Benefits of unicode identifiers (was: Allow additional separator in identifiers)

Thu Nov 23 19:57:03 EST 2017

On Thu, Nov 23, 2017 at 2:19 PM, Richard Damon <Richard at damon-family.org> wrote:
> The Unicode Standard provides a fairly good classification of the
> characters, and it would make sense to define that an character that is
> defined as a 'Letter' or a 'Number', and some classes of Punctuation
> (connector and dash) be allowed in identifiers.
>
> Fully implementing may be more complicated than it is worth. An interim
> simple solution would be just allow ALL (or maybe most, excluding a limited
> number of obvious exceptions) of the characters above the ASCII set, with a
> warning that only those classified as above are promised to remain valid,
> and that other characters, while currently not generating a syntax error,
> may do so in the future. It should also be stated that while currently no
> character normalization is being done, it may be added in the future, so
> identifiers that differ only by code point sequences that are defined as
> being equivalent, might in the future not be distinct.
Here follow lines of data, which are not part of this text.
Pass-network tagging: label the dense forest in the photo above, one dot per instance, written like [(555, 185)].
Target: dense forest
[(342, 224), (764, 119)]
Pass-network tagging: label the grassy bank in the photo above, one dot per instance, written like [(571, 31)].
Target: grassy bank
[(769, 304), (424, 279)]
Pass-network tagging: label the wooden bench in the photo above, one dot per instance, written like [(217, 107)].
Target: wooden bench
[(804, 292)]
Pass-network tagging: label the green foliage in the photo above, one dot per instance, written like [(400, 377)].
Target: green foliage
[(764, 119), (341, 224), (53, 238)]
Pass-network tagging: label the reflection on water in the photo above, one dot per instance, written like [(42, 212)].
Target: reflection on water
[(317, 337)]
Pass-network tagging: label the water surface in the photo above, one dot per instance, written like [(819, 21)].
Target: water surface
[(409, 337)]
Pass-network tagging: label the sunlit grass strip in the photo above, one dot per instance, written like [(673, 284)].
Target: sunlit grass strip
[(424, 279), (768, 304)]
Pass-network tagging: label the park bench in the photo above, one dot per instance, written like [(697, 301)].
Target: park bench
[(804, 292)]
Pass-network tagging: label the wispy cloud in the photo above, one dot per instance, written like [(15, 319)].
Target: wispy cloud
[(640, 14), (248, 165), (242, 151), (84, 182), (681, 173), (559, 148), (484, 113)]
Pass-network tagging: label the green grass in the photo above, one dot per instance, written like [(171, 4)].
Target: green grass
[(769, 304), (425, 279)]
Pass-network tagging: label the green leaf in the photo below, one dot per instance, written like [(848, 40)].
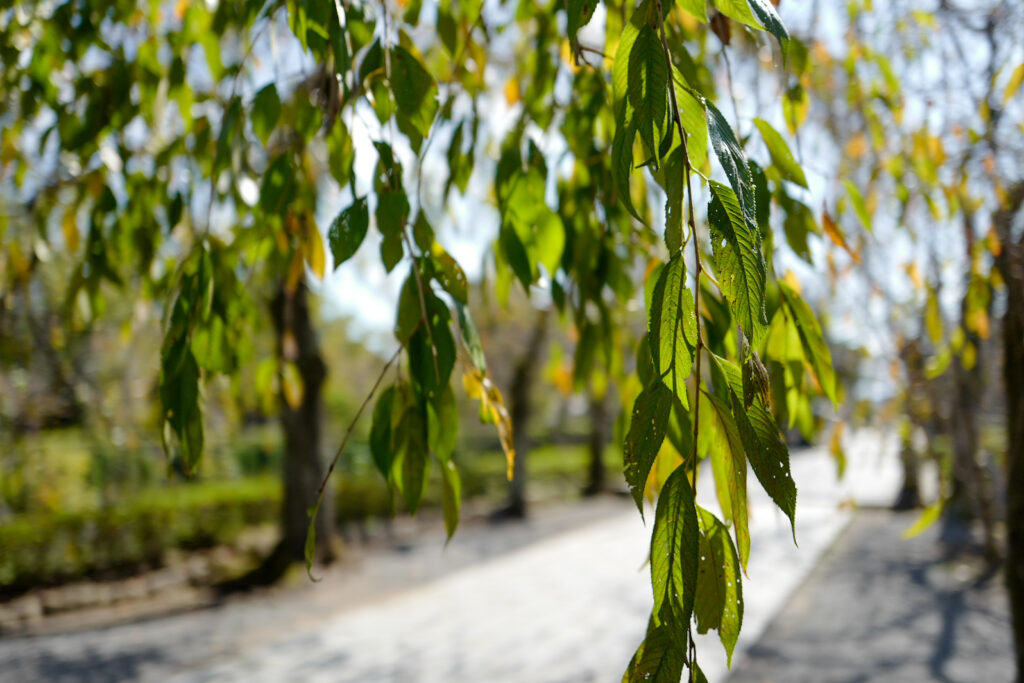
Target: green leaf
[(348, 230), (719, 602), (768, 455), (696, 7), (410, 310), (798, 224), (928, 516), (738, 10), (770, 19), (380, 431), (672, 328), (674, 550), (721, 440), (647, 88), (310, 546), (659, 657), (762, 199), (471, 338), (431, 356), (693, 116), (811, 340), (410, 469), (451, 275), (622, 165), (859, 206), (650, 419), (675, 184), (580, 13), (515, 255), (442, 424), (415, 91), (265, 112), (392, 212), (733, 162), (279, 186), (738, 261), (451, 496), (340, 153), (780, 155)]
It's already implemented; nothing needs to be done. Unicode Standard
Annex #31 defines a recommended syntax of identifiers, which Python
basically follows, except that for backward compatibility Python also
allows identifiers to begin with an underscore. Compare the
recommended syntax at
http://unicode.org/reports/tr31/#Default_Identifier_Syntax with the
Python syntax at
https://docs.python.org/3/reference/lexical_analysis.html#identifiers.